Scientists from NYU Langone Medical Center behind the related research say their latest findings not only add evidence to the value of exercise for humans looking to keep their brains fit, but also suggest new strategies to ward off neurological disease.
In a study to be published in the journal eLife online June 2, researchers report measuring the natural buildup of certain chemicals in the brain during the rodents' exercise, substances that kick-start production of a protein called brain-derived neurotrophic factor, or BDNF. Since the protein's discovery in the 1980s, BDNF has been labeled as "Miracle-Gro" for the brain because of its role in enhancing memory and the growth of nerve cells.
"We believe that our study shows a precise biological mechanism behind increased BDNF production in mammals due to exercise," says study senior investigator and cell biologist Moses Chao, PhD. "Unraveling the mysteries of BDNF is important as we seek more ways to naturally keep mammalian brains healthy, including those of people," says Chao, a professor at NYU Langone and its Skirball Institute of Biomolecular Medicine.
"Our latest findings suggest how we might boost production of BDNF as studies have confirmed that doing so protects the brain," says Chao, who notes that studies in people have already linked exercise, increased BDNF levels, and lower rates of dementia. Still other studies have shown that BDNF levels in the brains of people with Alzheimer's or Huntington's disease are, on average, half that of people without either brain-damaging disease.
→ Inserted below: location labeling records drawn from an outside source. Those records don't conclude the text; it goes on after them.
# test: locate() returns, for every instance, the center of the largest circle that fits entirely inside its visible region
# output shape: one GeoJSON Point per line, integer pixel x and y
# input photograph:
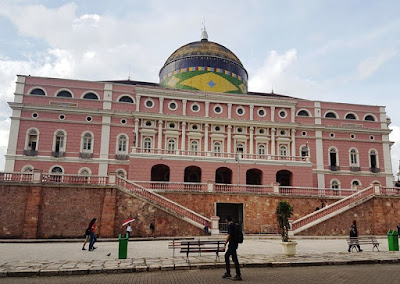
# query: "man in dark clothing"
{"type": "Point", "coordinates": [232, 247]}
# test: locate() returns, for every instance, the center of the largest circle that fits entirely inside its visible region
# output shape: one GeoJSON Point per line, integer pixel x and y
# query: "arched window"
{"type": "Point", "coordinates": [303, 113]}
{"type": "Point", "coordinates": [304, 151]}
{"type": "Point", "coordinates": [283, 151]}
{"type": "Point", "coordinates": [369, 118]}
{"type": "Point", "coordinates": [194, 146]}
{"type": "Point", "coordinates": [330, 115]}
{"type": "Point", "coordinates": [122, 144]}
{"type": "Point", "coordinates": [38, 92]}
{"type": "Point", "coordinates": [126, 99]}
{"type": "Point", "coordinates": [65, 94]}
{"type": "Point", "coordinates": [91, 96]}
{"type": "Point", "coordinates": [217, 148]}
{"type": "Point", "coordinates": [171, 146]}
{"type": "Point", "coordinates": [147, 144]}
{"type": "Point", "coordinates": [350, 116]}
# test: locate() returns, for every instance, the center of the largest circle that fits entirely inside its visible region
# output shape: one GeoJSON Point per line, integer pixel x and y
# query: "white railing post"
{"type": "Point", "coordinates": [210, 186]}
{"type": "Point", "coordinates": [214, 225]}
{"type": "Point", "coordinates": [37, 175]}
{"type": "Point", "coordinates": [112, 178]}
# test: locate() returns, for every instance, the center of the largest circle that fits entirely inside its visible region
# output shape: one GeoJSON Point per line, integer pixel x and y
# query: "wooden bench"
{"type": "Point", "coordinates": [364, 240]}
{"type": "Point", "coordinates": [198, 246]}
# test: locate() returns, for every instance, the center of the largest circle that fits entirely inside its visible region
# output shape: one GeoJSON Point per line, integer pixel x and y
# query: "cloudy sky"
{"type": "Point", "coordinates": [344, 50]}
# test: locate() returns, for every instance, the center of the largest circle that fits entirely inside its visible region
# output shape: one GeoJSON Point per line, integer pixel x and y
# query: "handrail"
{"type": "Point", "coordinates": [332, 208]}
{"type": "Point", "coordinates": [161, 200]}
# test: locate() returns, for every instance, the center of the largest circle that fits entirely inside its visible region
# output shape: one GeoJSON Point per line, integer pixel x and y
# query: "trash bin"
{"type": "Point", "coordinates": [123, 247]}
{"type": "Point", "coordinates": [393, 240]}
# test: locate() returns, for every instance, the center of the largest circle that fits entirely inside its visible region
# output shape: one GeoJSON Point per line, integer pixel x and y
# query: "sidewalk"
{"type": "Point", "coordinates": [66, 257]}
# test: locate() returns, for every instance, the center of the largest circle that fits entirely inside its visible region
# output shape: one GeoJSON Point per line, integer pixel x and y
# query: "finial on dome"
{"type": "Point", "coordinates": [204, 35]}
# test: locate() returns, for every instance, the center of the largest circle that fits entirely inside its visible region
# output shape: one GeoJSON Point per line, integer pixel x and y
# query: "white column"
{"type": "Point", "coordinates": [293, 142]}
{"type": "Point", "coordinates": [229, 140]}
{"type": "Point", "coordinates": [105, 145]}
{"type": "Point", "coordinates": [183, 144]}
{"type": "Point", "coordinates": [137, 102]}
{"type": "Point", "coordinates": [159, 146]}
{"type": "Point", "coordinates": [229, 111]}
{"type": "Point", "coordinates": [206, 137]}
{"type": "Point", "coordinates": [273, 141]}
{"type": "Point", "coordinates": [251, 140]}
{"type": "Point", "coordinates": [184, 103]}
{"type": "Point", "coordinates": [161, 100]}
{"type": "Point", "coordinates": [272, 114]}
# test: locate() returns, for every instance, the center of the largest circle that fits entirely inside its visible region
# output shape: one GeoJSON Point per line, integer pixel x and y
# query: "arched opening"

Among the key findings of the current study was that a ketone, a chemical naturally produced in the liver called beta-hydroxybutyrate (DBHB), triggers biological reactions that activate the BDNF gene to produce more of its protein. DBHB has long been known to build up in the body and brain with exercise. Ketones are "by-product" chemicals made when animals break down fat as an alternative energy source after having drained more readily available sugar stores during exercise.
Specifically, Chao says, the researchers found that DBHB prevents other proteins in the brain known as histone deacetylase complexes, or HDACs, from suppressing BDNF production by altering the environment of the BDNF gene. HDACs are among the epigenetic, chemical mechanisms that turn gene action up and down by controlling access to the gene through protein modifications.
Using commercially available psychiatric drugs already known to stabilize mood and prevent seizures by inhibiting HDACs, the researchers found that they could "open up" the otherwise "closed" BDNF gene, making it easier to trigger its action and increase BDNF production by as much as 50 percent.
According to Chao and his colleagues, their study shows that DBHB naturally mimics the action of HDAC inhibitors in the brain.
For the study, researchers compared the brains of mice that had been allowed to run at will on a cage wheel for a month with the brains of mice that did not run. Chemical analyses were later performed on the animals' brain cells in the lab to determine molecular changes in BDNF production from exposure to HDAC inhibitors and DBHB. Genetic testing was used to determine which genes were more active than others.
Chao and his research colleagues next plan to investigate what parts of the brain are most affected by ketone buildup and what factors promote or discourage HDAC activity.